Stretching Thin
Motherhood is a vocation. Whether it's planned, or not, whether you feel ready, or not, motherhood is a calling to put the needs of an innocent new life above your own.
And there are so many types of mothers out there: mothers who work outside the home, mothers who work part-time or from home, mothers who mother many children, mothers of one, adoptive mothers, and full-time mothers. And with all of our different lifestyles, one thing remains the same, and that is that we are all being stretched while we are mothering. Stretched thin.
What I hear from most women is that no matter how much they wanted children, nothing can prepare a woman for the stretching that happens in motherhood. One day you are pregnant and swollen, and the next day you are holding a brand new person who depends on you for survival, and that leaves very little time for transition. We catapult into sleep deprivation, feeding (and if breastfeeding -- that is another story for another day), adjusting to staying at home most of the day for a few weeks of maternity leave or indefinitely, and all of the many changes that occur when a family multiplies.
We have all had those weeks where it's one thing after another of bad, worse, and I-wanna-run-and hide stuff with our kids, whether they're teething, growing, learning to master new skills, potty training, and the list goes on. Our patience is tried, our emotions are a swinging pendulum, and we just can't take it anymore, but they are clingy and cranky. It can be discouraging, depressing, and totally shake us. Sometimes I wondered, "why is this so much harder than I thought it would be?" as I drank cup after cup of coffee to get through the day.
And that is the stretching. Have you ever watched someone make a mozzarella from scratch? I used to go to Arthur Avenue in the Bronx with my Grandma, and we'd make our way to Mike's Deli to buy cold cuts, olives, and fresh mozzarella. Usually Big Mike (Sr) was behind the counter, stretching the mozzarella with his hands from curds into smooth white doughy cheese. With the stretching, the mozzarella transforms, and like a mozzarella we transform too. Forgive the anecdote, but I can't help but compare the two.

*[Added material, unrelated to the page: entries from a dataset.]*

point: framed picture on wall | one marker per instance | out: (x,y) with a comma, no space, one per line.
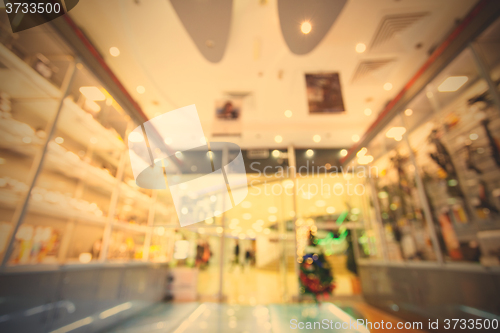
(324,94)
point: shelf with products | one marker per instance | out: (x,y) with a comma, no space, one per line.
(84,169)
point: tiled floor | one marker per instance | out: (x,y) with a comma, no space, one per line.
(277,318)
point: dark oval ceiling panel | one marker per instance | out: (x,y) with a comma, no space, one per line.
(319,13)
(208,23)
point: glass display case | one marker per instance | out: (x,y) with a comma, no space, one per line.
(67,191)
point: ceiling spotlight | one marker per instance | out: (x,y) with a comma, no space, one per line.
(135,137)
(362,152)
(305,27)
(366,159)
(114,51)
(330,210)
(452,83)
(360,47)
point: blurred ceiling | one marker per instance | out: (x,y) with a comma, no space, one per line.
(157,52)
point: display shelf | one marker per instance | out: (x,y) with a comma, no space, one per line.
(131,227)
(21,81)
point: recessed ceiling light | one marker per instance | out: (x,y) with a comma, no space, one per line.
(92,93)
(362,152)
(360,47)
(114,51)
(305,27)
(272,210)
(452,83)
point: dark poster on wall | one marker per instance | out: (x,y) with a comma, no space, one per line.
(324,94)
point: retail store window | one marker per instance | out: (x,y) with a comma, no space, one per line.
(405,229)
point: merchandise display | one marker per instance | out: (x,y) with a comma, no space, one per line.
(437,165)
(85,205)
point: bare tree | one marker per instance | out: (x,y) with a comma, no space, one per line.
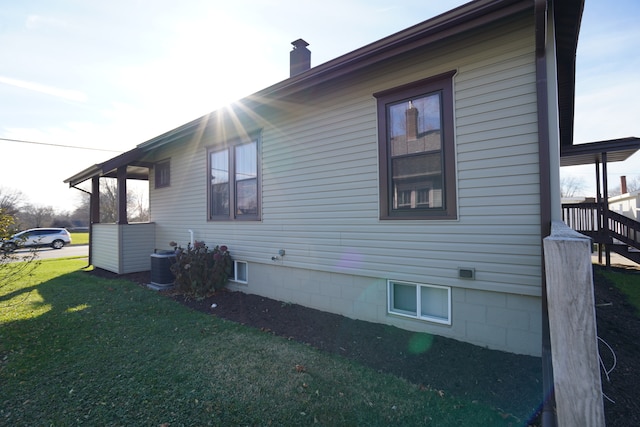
(570,186)
(36,216)
(633,184)
(11,200)
(108,200)
(137,205)
(14,267)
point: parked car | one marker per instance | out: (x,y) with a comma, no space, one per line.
(36,237)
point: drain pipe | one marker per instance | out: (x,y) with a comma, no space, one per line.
(548,416)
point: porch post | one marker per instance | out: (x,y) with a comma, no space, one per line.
(122,195)
(94,201)
(598,209)
(605,209)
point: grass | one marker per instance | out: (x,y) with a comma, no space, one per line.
(79,238)
(628,284)
(76,349)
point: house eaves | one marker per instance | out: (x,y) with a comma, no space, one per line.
(456,21)
(467,17)
(136,168)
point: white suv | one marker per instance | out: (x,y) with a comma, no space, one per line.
(54,237)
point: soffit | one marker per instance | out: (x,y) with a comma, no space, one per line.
(617,150)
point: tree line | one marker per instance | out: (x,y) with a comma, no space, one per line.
(15,204)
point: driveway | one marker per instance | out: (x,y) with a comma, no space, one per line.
(48,253)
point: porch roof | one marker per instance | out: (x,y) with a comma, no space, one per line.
(617,150)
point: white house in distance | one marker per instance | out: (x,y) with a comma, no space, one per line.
(409,182)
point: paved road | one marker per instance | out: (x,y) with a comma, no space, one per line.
(48,253)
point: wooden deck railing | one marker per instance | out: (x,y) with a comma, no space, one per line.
(589,219)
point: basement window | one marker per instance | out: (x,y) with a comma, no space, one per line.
(420,301)
(240,272)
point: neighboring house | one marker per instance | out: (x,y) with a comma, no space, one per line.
(409,182)
(627,204)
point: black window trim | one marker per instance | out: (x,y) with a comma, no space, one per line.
(229,145)
(440,83)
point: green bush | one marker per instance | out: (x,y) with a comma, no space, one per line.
(199,272)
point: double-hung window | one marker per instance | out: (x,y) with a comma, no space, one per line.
(234,180)
(416,150)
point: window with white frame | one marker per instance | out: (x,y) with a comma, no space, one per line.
(240,272)
(421,301)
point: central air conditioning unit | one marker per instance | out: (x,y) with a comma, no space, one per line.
(161,275)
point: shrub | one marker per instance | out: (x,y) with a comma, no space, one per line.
(199,271)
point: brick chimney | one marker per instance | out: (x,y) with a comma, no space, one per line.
(300,57)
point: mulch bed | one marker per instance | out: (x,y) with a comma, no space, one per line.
(511,383)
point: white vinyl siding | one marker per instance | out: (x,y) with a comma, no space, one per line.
(320,178)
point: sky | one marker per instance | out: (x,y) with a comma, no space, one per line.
(83,81)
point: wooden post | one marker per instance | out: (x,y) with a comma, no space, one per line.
(572,319)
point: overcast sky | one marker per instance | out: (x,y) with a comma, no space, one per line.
(107,76)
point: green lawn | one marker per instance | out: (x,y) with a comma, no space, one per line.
(76,349)
(79,238)
(628,284)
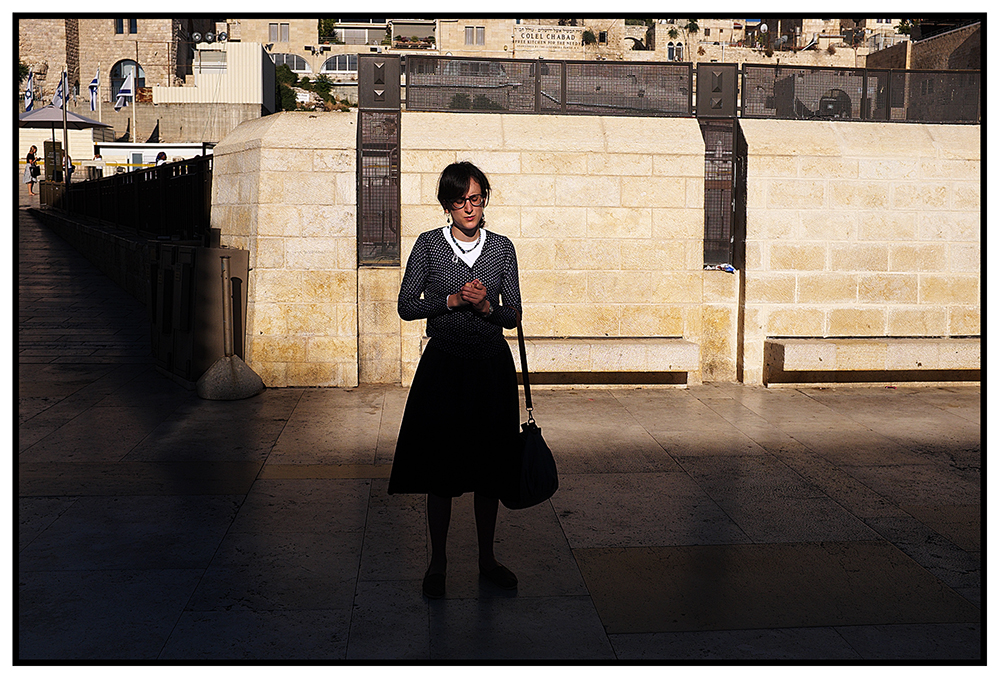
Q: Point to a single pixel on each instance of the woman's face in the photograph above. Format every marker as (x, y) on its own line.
(466, 215)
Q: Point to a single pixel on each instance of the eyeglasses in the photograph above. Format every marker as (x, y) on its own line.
(476, 199)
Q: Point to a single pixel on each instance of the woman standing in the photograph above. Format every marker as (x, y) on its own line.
(459, 428)
(31, 171)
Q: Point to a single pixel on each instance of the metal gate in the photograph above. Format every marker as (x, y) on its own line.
(378, 160)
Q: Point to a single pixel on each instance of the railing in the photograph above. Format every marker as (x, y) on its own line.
(171, 201)
(435, 83)
(824, 93)
(542, 86)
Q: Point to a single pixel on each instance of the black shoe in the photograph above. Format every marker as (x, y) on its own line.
(434, 585)
(500, 576)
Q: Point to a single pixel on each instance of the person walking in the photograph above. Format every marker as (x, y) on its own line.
(460, 424)
(31, 170)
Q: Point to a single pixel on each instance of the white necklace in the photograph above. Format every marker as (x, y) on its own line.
(454, 258)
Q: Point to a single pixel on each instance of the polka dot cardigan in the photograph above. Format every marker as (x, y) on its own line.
(433, 272)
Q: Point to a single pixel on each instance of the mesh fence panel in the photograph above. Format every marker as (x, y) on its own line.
(823, 93)
(719, 186)
(378, 192)
(538, 86)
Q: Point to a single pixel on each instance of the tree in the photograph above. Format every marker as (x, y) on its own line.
(322, 86)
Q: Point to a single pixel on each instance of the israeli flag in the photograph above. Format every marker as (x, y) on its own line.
(95, 85)
(29, 93)
(125, 92)
(58, 99)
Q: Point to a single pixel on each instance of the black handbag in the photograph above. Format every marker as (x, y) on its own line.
(537, 479)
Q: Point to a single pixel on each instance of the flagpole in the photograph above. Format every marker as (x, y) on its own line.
(65, 132)
(135, 87)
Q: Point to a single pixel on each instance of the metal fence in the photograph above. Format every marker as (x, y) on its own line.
(378, 187)
(725, 191)
(171, 201)
(542, 86)
(825, 93)
(635, 88)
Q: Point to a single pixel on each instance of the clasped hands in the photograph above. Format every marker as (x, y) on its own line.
(474, 293)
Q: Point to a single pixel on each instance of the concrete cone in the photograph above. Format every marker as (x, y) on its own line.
(229, 379)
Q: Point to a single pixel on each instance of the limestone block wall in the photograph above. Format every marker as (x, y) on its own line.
(860, 230)
(284, 189)
(605, 214)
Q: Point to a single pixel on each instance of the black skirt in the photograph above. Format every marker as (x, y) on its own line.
(459, 428)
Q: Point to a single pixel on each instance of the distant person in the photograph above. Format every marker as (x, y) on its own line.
(31, 170)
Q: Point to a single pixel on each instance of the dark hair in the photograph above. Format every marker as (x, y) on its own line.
(454, 182)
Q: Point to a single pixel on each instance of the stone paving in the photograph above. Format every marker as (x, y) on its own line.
(722, 521)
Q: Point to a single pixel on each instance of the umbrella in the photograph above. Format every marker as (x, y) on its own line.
(51, 116)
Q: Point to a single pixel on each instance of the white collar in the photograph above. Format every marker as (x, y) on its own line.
(466, 255)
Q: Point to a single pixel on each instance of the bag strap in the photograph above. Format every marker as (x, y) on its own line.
(524, 369)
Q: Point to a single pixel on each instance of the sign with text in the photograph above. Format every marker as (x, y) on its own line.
(548, 37)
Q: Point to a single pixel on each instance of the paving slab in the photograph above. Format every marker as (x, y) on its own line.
(731, 587)
(717, 522)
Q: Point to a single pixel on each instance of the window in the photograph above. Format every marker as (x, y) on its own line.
(120, 71)
(475, 35)
(293, 61)
(123, 26)
(341, 63)
(354, 36)
(277, 32)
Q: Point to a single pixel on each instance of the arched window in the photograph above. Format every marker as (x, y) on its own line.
(340, 63)
(293, 61)
(120, 71)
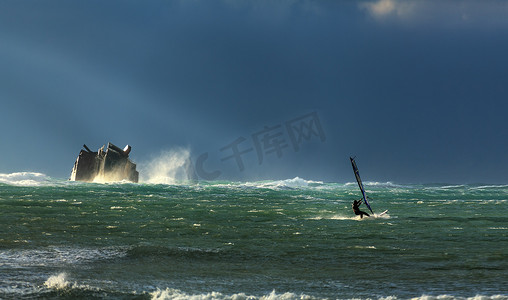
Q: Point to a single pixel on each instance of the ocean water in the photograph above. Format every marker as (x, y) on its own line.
(288, 239)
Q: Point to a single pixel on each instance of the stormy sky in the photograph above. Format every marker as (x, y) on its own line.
(416, 90)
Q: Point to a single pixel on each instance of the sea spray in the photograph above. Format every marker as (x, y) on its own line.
(58, 282)
(169, 167)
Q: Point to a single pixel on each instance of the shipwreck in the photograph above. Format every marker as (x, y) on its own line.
(112, 164)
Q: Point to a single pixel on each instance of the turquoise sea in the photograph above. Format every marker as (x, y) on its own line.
(282, 239)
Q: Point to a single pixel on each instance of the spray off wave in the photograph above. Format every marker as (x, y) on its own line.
(169, 167)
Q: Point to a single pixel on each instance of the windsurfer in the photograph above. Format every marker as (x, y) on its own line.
(356, 209)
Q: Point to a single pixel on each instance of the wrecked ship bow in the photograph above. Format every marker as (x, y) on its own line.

We start out as new moms, and after immersing ourselves in the work of raising children, we immediately have a new respect for every mother that walks the earth, including our own, because we finally get it. We get why they lost their tempers, or had irrational fears, or spent a whole day in pajamas once in a while. And as we are being stretched to our limits, we soon find our limits expanding. We change. We can love more than we ever thought possible. We can be more patient. We live compassionately, for them.
The work of a mother is the least-celebrated, hardest 24 hour a day profession that is not measured in money, but in the people we are raising who will one day be adults. And though we all have days or weeks (or months) that seem like endless bouts of stretching, we do know that we are better for it because we survived the experience.
But like all things, we stretch and stretch, and then something wonderful happens. Maybe that behavioral leap subsides, or maybe we get to experience a few quiet weeks of peace after all the commotion. The quiet moments of peace and fulfillment are like giant erasers, removing the sting of the stretching. And then it all happens again.
What I've realized is that I felt owned by stages of teething, or owned by tantrum after tantrum, and then one day they stopped and I can't remember when or why they did. I know how hard those days and weeks were, but then I look at my beautiful child and see how much she needs me right now. And one day she won't need me, or at least won't act like it, and I will pine for the days we slept in after a long night together. Mothering is embracing the stretching, allowing it, loving ourselves and our families through it, and letting go of the shoulds.